Developed a 21-language, Fast and High-Fidelity Neural Text-to-Speech Technology That Works on Smartphones

July 26, 2024
(Japanese version released on June 25, 2024)

National Institute of Information and Communications Technology

Highlights

  • Developed a 21-language, fast and high-fidelity neural text-to-speech technology
  • The developed model can synthesize one second of speech at high speed in only 0.1 seconds using a single CPU core, which is about eight times faster than the conventional methods
  • The developed model can realize fast synthesis with a latency of 0.5 seconds on a smartphone without network connection
  • The technology is expected to be introduced into speech applications, such as multilingual speech translation and car navigation
 The Universal Communication Research Institute of the National Institute of Information and Communications Technology (NICT, President: TOKUDA Hideyuki, Ph.D.) has successfully developed a 21-language, fast and high-fidelity neural text-to-speech technology.
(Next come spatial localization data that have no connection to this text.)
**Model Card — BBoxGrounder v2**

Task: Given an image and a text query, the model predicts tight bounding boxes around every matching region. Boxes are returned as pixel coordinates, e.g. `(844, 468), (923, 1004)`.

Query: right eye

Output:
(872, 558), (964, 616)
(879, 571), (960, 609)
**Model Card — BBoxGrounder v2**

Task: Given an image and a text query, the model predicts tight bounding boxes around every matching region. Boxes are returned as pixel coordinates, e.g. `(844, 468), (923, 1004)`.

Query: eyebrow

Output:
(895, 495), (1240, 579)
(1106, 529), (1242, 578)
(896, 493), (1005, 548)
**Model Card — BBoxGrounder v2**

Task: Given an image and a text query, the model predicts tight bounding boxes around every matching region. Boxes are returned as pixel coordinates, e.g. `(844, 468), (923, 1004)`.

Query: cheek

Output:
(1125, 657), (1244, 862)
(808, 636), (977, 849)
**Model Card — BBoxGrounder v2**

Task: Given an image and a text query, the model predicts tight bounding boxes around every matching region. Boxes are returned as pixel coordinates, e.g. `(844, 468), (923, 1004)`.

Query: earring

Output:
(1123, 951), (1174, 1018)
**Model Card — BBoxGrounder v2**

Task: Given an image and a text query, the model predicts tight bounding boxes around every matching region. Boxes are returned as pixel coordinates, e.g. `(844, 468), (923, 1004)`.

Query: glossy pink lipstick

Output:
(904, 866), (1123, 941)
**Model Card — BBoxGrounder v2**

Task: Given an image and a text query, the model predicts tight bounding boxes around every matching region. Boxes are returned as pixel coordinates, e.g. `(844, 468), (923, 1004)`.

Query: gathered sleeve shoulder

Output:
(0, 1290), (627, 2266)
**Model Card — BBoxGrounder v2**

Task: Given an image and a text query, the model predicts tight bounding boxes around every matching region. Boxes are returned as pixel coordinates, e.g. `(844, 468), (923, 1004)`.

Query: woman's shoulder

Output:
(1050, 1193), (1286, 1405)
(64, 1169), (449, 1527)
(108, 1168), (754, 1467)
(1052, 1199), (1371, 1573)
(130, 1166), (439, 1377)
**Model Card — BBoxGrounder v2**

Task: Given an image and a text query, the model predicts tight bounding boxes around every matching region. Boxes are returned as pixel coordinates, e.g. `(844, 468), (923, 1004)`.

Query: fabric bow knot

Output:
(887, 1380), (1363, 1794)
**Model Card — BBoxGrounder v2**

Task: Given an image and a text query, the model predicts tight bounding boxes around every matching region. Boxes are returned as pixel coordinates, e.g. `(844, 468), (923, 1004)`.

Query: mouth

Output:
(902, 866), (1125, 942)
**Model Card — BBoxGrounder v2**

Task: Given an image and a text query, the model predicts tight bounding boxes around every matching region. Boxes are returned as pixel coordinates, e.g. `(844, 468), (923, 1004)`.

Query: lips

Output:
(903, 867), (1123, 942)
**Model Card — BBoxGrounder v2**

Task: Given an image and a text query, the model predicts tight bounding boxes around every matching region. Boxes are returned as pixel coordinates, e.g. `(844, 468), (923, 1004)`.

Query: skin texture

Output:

The development of this technology has made it possible to synthesize one second of speech at high speed in just 0.1 seconds using a single CPU core, which is about eight times faster than the conventional methods. This technology also enables fast synthesis with a latency of 0.5 seconds on a mid-range smartphone without network connection (see Figure 1).
Furthermore, the developed 21-language neural text-to-speech models are installed on the server of VoiceTra, a multilingual speech translation application for smartphones operated by NICT, and have been made available to the public. In the future, the technology is expected to be introduced into various speech applications, such as multilingual speech translation and car navigation through commercial licensing.
These results will be presented at INTERSPEECH 2024 Show & Tell, an international conference hosted by the International Speech Communication Association (ISCA) in September 2024.

Background

Figure 1: Text-to-speech model implemented on a mid-range smartphone
(Movie: https://youtu.be/VckvQvhlcSs

The Universal Communication Research Institute, NICT is conducting R&D of multilingual speech translation technology to realize spoken language communication that transcends language barriers. The outcomes of R&D have been released to the public as a field experiment on VoiceTra, a speech translation application for smartphones, and many other implementations have been made in society through commercial licensing. Text-to-speech technology, which can synthesize the translated text as human speech, is very important for the realization of multilingual speech translation technology, as well as automatic speech recognition and machine translation. The synthesized sound quality of text-to-speech has improved dramatically in recent years thanks to the introduction of neural network technology, and it has reached a level comparable to that of natural speech, however, the huge amount of calculation was a major issue; thus impossible to synthesize on a smartphone without network connection.
Furthermore, NICT is currently conducting R&D on multilingual simultaneous interpretation technology. In simultaneous interpretation, it is required to output the translated speech one after another without waiting for the speaker to finish speaking. Therefore, it is indispensable to further accelerate text-to-speech as in automatic speech recognition and machine translation.

Achievements

Figure 2: Fast and high-fidelity neural text-to-speech model architecture
Text-to-speech models are typically constructed from an acoustic model that converts input text into intermediate features, and a waveform generative model that converts intermediate features into speech waveforms.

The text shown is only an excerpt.